Abstract

Canada has one of the highest rates of inflammatory bowel disease (IBD) and the disease represents a significant health, social, and economic burden. There is currently no cure for IBD, although earlier diagnosis and new therapies have improved the overall health outcomes and quality of life for patients. Crohn’s and Colitis Canada is Canada’s only national, volunteer-based charity dedicated to finding cures for IBD and improving the lives of those affected, through research, education, patient programs, advocacy, and increased awareness. On April 30, 2015, Crohn’s and Colitis Canada hosted the “Patient and Healthcare Professional Summit on the Burden of Disease in IBD” to obtain a deeper understanding of the unmet needs of IBD patients and their caregivers. Through personal vignettes, patients articulated a pressing need to increase understanding of the challenges faced by people suffering from IBD among both health care professionals and the general public, develop best practices for navigating life transitions and addressing the unique challenges faced by children with IBD, and provide equitable access to appropriate, effective, and affordable treatments.
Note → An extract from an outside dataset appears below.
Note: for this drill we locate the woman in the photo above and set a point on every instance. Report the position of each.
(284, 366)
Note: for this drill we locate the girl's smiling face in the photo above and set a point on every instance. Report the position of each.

The recommendations that emerged from the summit will inform about efforts to increase public awareness, inform about advocacy strategies, and contribute to the development of research priorities.

1. Background

Inflammatory bowel disease (IBD) represents an increasing health and economic burden. Canada has one of the highest rates of IBD, with more than 10,200 new cases diagnosed each year, an estimated 233,000 people living with IBD (including 5,900 children), and a projected cost to the Canadian economy of $2.8 billion per year [1]. The two most common forms of IBD, Crohn’s disease (CD) and ulcerative colitis (UC), are lifelong diseases, characterized by periods of remission and flares, with symptoms that include bloody diarrhea, urgency, fatigue, weight loss, and abdominal pain [2]. Poorly controlled IBD can significantly impact a person’s health and well-being, including their social, psychosocial, and economic status. Medical therapies produce sustainable long-term remissions in many patients, reducing the need for hospitalization and surgery and significantly improving the overall health and quality of life for those living with IBD [3, 4]. However, a person diagnosed with IBD is still likely to face challenges in successfully managing their disease, including inconsistencies in standards of care across the country, variability in support for patients and caregivers, and deficits in equitable, affordable access to drug therapies [1].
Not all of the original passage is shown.